In recent years, a method for producing a polymer using complexes of late transition metals as a catalyst for olefin polymerization has become known.
Generally, metal complexes having a metal-hydrogen bond or metal-carbon bond have been used as a catalyst system used for coordination polymerization.
J. Am. Chem. Soc., 127, 5132 (2005) (Non-patent document 1) discloses a polymerization mechanism and a catalyst deactivation mechanism in polymerization of vinyl acetate using a metal complex of group 10 elements of the periodic table. Particularly, the document proposes β-acetoxy elimination after the vinyl acetate insertion into the metal-alkyl bond as one of the catalyst deactivation mechanisms. This shows that the metal-acetoxy complex generated by β-acetoxy elimination does not have polymerization activity and it was generally considered that the olefin insertion into the metal-oxygen bond cannot happen.

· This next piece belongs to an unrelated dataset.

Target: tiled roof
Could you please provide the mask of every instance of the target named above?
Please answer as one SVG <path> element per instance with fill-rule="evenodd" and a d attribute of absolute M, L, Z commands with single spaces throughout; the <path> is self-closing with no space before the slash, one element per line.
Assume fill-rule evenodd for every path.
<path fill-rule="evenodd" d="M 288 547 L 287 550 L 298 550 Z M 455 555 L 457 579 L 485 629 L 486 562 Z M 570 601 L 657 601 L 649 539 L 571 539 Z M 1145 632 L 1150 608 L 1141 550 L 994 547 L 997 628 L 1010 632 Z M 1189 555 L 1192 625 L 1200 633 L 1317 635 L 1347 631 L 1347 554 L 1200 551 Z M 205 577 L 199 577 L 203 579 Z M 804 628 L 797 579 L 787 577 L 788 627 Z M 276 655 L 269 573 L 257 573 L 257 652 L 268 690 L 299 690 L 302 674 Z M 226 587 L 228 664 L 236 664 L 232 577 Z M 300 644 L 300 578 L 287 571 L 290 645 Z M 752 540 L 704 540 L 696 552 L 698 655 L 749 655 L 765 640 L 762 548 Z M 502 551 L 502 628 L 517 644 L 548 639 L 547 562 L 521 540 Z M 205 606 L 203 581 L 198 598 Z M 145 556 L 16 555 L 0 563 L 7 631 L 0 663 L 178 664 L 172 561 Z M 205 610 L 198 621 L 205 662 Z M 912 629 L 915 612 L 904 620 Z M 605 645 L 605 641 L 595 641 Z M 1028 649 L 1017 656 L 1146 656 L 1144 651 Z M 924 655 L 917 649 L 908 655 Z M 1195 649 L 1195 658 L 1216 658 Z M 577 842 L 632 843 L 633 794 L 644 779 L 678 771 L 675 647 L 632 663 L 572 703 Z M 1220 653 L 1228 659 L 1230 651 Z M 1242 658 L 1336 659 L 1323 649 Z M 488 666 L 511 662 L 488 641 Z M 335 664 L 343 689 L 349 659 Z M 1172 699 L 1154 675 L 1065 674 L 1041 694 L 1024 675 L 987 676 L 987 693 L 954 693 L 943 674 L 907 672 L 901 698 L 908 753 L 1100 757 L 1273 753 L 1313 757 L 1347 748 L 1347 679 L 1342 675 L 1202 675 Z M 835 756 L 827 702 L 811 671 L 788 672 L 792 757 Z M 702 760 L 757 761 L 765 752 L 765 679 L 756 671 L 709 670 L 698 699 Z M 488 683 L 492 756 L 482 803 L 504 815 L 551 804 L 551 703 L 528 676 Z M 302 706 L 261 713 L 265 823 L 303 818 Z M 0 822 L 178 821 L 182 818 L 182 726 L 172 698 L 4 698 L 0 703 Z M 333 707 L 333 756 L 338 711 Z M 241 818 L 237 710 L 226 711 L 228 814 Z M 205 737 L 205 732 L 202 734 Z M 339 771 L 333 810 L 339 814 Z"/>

Chem. Commun., 744 (2002) (Non-patent document 2) discloses copolymerization of ethylene and methyl acrylate using the product obtained by allowing the zero-valent late transition metal and ligand to react in advance as a catalyst. In this catalyst system, it is presumed that the generation of a metal-hydride complex initiates the polymerization reaction. However, it is considered that the decomposition of the catalyst species proceeds due to the low thermal stability of the metal-hydride complex, resulting in the low polymerization activity.

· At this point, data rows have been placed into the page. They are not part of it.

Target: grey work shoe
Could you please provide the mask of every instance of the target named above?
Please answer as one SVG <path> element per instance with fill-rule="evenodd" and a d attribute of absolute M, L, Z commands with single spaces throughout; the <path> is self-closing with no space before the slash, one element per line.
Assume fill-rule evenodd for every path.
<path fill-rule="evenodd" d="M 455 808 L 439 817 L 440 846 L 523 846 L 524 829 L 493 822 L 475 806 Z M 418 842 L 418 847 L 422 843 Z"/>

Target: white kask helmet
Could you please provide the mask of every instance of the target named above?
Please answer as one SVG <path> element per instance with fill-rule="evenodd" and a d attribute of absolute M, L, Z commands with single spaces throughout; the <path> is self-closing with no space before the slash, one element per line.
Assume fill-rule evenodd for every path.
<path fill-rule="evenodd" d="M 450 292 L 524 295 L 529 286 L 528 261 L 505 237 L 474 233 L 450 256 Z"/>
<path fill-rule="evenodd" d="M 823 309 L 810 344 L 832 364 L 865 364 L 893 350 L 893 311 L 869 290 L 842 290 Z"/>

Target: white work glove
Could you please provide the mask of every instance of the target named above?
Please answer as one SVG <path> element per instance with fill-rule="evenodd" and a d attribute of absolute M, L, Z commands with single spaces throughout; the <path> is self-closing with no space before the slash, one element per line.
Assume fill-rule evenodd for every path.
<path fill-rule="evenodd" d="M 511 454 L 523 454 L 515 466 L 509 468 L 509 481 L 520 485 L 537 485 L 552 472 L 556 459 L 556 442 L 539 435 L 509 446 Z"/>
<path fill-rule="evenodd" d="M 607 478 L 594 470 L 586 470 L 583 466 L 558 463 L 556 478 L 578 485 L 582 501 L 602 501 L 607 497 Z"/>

J. Am. Chem. Soc., 131, 14606 (2009) (Non-patent document 3) discloses the copolymerization of ethylene and vinyl acetate using the isolated metal-methyl complex catalyst, and shows that the polymerization activity was noticeably improved in the case of using the isolated metal-methyl complex catalyst compared to the case of using a metal-hydride complex as generated in situ. However, metal-alkyl complexes generally have a problem in the stability such that they tend to decompose by the impurities during the polymerization and there was a challenge for the industrial use.